The rate of injuries with needles and other sharp instruments among hospital staff jumped sharply in July, which suggests the need for safety instruction early in the academic year, researchers say.
“The reason this is important is it gives us an idea of when the best time to intervene might be,” said Jonathan Zampella, MD, an assistant professor of dermatology at New York University.
The findings were published online Nov. 4 in a research letter in JAMA Surgery.
Hundreds of thousands of health care workers incur injuries with needles and other sharp instruments every year, which places them at risk for blood-borne infections.
“Especially amongst dermatologists, it’s not a question of if you get stuck, it’s a question of when,” Dr. Zampella said in an interview. “Most have been stuck at some point in their lives.”
Until now, studies of these injuries have mostly depended on surveys, he said. By contrast, for the current study, Dr.
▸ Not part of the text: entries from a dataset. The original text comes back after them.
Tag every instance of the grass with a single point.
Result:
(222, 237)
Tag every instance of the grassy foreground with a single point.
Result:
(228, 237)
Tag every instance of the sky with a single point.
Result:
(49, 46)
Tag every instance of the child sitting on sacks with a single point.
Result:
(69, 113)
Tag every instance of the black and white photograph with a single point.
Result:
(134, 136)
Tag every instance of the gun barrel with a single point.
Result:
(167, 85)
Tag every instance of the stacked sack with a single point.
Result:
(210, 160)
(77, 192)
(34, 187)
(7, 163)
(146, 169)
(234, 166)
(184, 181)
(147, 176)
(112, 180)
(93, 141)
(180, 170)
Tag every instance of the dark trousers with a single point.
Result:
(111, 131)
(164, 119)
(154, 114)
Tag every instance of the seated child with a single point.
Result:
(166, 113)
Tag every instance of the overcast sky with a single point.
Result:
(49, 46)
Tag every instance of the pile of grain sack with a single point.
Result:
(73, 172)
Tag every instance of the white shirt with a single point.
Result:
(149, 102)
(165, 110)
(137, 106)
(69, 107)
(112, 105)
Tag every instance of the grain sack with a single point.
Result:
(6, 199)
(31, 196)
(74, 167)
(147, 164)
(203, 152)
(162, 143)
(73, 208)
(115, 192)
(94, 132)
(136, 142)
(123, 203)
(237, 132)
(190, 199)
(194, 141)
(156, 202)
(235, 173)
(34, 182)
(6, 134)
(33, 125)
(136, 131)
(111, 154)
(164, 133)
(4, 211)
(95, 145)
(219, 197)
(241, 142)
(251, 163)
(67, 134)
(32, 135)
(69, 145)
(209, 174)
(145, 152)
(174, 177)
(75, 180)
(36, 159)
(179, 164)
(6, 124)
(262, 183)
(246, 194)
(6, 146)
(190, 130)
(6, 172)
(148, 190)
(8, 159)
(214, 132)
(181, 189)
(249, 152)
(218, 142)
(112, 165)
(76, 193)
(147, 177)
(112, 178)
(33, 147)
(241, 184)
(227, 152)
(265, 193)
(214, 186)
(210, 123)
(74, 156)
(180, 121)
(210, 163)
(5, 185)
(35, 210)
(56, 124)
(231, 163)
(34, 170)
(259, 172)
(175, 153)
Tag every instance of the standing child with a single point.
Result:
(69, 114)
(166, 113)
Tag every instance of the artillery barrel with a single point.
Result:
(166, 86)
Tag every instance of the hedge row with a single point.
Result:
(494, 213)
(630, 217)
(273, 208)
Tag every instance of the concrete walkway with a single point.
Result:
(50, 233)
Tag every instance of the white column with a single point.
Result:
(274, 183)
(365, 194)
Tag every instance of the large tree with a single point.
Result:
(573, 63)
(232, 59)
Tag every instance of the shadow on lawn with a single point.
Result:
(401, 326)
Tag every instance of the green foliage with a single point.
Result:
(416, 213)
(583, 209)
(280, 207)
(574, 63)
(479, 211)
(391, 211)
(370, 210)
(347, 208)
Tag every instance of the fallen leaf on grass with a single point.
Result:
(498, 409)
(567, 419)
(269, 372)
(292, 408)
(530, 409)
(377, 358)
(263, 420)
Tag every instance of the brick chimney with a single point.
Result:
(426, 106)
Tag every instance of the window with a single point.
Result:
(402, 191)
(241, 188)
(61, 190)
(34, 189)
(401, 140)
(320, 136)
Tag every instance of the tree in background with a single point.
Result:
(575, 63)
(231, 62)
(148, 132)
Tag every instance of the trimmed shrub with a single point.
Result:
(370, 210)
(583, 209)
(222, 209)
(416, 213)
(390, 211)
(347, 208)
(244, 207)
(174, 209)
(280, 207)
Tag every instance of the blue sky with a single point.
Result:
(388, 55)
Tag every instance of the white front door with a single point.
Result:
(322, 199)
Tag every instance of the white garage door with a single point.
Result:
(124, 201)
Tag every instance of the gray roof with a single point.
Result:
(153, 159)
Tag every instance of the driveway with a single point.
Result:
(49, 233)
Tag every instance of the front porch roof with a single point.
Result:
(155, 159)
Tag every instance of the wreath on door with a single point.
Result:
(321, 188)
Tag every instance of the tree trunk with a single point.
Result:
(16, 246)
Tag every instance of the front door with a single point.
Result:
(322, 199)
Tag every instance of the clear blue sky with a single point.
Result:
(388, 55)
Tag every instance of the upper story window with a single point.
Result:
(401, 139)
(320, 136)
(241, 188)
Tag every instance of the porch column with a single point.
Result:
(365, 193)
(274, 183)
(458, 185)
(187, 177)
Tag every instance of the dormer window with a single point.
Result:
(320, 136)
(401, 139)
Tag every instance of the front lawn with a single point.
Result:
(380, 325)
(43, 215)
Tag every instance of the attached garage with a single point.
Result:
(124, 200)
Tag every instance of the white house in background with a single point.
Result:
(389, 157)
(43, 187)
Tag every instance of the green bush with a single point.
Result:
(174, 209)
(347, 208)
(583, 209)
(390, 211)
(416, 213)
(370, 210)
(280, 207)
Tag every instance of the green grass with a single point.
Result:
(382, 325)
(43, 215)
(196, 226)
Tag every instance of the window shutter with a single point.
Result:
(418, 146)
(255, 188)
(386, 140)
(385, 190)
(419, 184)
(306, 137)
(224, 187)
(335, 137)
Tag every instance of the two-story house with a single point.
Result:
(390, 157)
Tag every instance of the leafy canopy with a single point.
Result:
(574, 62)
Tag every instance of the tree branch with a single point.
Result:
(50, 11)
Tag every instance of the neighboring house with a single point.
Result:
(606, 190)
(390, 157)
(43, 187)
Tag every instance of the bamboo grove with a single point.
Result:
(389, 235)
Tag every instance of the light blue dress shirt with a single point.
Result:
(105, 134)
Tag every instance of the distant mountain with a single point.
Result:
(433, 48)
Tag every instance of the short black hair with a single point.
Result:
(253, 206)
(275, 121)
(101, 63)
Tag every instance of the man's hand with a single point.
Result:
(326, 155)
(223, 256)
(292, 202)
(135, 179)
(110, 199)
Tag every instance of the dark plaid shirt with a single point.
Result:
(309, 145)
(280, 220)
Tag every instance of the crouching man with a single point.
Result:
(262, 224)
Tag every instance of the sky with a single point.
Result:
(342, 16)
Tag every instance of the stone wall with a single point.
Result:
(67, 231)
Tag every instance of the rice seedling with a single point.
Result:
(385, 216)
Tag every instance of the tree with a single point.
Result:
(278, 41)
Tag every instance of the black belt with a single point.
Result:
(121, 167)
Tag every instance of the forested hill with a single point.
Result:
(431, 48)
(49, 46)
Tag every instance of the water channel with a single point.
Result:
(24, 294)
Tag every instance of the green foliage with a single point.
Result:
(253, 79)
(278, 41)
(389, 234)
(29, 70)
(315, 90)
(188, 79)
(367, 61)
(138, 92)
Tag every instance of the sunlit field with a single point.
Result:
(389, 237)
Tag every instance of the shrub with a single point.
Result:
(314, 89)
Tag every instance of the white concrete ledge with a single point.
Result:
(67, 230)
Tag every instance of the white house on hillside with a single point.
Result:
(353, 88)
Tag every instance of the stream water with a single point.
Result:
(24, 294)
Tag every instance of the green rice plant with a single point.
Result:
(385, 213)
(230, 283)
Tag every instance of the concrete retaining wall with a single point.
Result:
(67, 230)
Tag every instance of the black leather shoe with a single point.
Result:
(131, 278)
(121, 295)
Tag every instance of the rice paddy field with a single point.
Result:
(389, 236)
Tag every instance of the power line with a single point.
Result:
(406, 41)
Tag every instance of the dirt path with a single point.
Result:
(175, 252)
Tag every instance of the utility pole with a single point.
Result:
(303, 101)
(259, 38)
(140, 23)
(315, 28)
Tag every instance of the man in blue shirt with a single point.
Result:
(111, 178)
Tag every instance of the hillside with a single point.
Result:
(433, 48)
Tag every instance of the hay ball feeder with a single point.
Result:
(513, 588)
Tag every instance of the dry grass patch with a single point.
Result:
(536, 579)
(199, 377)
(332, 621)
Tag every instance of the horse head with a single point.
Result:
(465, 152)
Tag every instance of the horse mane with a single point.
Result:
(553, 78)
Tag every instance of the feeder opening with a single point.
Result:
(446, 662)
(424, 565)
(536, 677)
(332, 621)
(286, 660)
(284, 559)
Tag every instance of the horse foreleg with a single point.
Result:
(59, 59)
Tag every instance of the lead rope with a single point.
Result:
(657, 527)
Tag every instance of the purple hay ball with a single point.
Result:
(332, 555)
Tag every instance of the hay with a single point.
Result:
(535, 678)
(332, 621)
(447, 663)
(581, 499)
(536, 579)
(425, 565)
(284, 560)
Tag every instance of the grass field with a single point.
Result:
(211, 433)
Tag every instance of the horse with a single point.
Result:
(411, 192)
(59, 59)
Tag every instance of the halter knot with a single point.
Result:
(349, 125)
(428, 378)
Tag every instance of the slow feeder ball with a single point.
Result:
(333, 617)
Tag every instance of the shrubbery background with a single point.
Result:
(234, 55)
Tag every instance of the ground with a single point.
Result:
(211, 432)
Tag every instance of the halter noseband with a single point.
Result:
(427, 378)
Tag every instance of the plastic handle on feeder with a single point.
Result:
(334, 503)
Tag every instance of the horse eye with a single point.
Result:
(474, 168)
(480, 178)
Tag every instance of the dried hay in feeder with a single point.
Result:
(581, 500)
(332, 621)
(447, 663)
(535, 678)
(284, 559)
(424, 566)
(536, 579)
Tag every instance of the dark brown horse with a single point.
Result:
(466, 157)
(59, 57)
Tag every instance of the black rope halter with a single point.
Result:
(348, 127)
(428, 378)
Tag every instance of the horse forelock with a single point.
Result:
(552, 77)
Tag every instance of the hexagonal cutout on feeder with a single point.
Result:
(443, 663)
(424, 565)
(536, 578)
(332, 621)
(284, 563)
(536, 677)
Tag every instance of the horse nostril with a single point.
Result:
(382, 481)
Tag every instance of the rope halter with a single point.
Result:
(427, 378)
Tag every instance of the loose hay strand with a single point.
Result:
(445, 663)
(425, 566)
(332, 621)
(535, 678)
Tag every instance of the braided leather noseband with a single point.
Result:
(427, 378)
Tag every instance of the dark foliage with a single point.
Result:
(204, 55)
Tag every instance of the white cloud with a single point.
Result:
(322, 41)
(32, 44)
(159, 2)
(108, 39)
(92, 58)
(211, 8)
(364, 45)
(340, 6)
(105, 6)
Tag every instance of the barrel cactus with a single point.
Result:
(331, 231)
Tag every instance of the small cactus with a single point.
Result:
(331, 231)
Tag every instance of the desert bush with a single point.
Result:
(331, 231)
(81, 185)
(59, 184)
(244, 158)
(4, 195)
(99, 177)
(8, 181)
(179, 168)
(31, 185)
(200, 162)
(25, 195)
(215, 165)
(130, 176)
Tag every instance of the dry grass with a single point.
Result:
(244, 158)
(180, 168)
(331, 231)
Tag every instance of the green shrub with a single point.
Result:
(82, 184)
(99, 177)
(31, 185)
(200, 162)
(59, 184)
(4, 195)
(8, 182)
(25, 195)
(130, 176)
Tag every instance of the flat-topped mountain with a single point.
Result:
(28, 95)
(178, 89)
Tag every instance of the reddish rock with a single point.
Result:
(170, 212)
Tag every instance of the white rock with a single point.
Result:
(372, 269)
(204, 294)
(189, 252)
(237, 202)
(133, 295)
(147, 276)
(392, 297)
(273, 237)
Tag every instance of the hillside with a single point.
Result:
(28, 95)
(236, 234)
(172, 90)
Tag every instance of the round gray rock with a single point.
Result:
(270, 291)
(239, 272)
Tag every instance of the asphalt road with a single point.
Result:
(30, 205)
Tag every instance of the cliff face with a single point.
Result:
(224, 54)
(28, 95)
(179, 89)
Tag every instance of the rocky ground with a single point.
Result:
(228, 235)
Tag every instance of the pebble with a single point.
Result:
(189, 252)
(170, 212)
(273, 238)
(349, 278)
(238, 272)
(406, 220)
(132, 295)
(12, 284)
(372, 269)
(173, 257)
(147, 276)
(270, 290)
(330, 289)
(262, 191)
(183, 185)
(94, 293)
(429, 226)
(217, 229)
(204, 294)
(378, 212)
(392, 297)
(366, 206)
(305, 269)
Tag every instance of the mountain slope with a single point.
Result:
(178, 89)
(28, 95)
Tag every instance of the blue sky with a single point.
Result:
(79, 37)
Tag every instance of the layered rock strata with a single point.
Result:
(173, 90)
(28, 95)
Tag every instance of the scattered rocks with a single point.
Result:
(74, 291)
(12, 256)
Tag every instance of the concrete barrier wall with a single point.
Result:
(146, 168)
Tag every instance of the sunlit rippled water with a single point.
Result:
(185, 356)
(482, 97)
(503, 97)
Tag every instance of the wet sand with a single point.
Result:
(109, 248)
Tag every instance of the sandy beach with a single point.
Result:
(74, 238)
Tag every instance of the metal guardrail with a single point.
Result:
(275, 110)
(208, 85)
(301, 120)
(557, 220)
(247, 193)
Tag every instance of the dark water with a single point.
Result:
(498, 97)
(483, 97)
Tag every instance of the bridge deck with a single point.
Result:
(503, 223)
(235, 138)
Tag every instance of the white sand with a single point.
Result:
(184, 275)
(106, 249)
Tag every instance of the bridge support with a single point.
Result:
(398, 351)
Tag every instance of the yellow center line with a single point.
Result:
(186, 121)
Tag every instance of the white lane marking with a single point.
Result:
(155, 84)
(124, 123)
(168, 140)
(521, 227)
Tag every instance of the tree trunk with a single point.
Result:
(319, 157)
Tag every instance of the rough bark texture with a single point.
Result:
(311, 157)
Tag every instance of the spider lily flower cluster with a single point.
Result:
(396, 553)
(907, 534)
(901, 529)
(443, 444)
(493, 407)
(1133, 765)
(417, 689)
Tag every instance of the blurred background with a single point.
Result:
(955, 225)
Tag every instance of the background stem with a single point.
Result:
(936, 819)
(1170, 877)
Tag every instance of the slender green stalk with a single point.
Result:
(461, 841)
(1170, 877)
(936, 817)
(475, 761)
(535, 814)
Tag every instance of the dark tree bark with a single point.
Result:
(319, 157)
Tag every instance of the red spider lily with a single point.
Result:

Zampella and colleagues used a dataset of injuries reported to NYU Langone Health’s Occupational Health Services.
They identified 5,395 such injuries that occurred between January 2000 and February 2020. The total number was similar among surgical and nonsurgical specialists, but the mean incident rate was 4.7 for every 10 people among the nonsurgical staff versus 9.4 for every 10 people in the surgical staff.
Dr. Zampella and colleagues further found that the highest rate of injury, at 16.0 incidents for every 10 people, occurred among urology house staff, followed by orthopedic surgery staff, with 14.1, and general surgery staff, with 14.0. The lowest staff rates were among psychiatrists (0.3), radiation oncologists (1.1), and neurologists (2.4).
But even some nonsurgical specialties had high rates. For example, the rate was 11.5 for pathology house staff and 11.3 for dermatology house staff.
Dr. Zampella said his first reaction to the data was, “What the heck? What are pathologists doing that they are getting needlestick injuries?
“But it makes sense,” he said. “Sometimes they do biopsies, and they do fine-needle aspirations – these kinds of things that we might not be paying as much attention to as we should.”
The finding suggests that nonsurgical specialists should receive more training in injury prevention, he said.
The training should be in person, and it should not just be for first-year residents. “Everybody needs to have refreshers on preventing needlesticks,” he said. “And we have to make sure everyone in the hospital is playing for the same team. Residents are learning, and if they see poor technique by one of their attendings, that’s something they may imitate.”
The study’s primary conclusion regards the importance of seasonality in needlestick and other injuries from sharp instruments.
Among house staff, 9.4% of the injuries occurred in July. The proportion then gradually rose to 10.5% in October before gradually going back down to a low of 6.2% in June.
The difference from one quarter to the next was statistically significant (P = .02).
July is when internships and residencies start, Dr. Zampella pointed out. Among the nonhouse staff, the rate was consistent throughout the year.
This suggests that the beginning of the academic year for trainees was the key factor driving the uptick in injuries, he said.
He said that residents are receiving instruction in injury prevention, but perhaps not at the right time of year. For example, dermatology residents at NYU are given a lecture in needlestick injury prevention in February.
Dr. Zampella has received personal fees from X4 pharmaceuticals. The other authors disclosed no relevant financial relationships.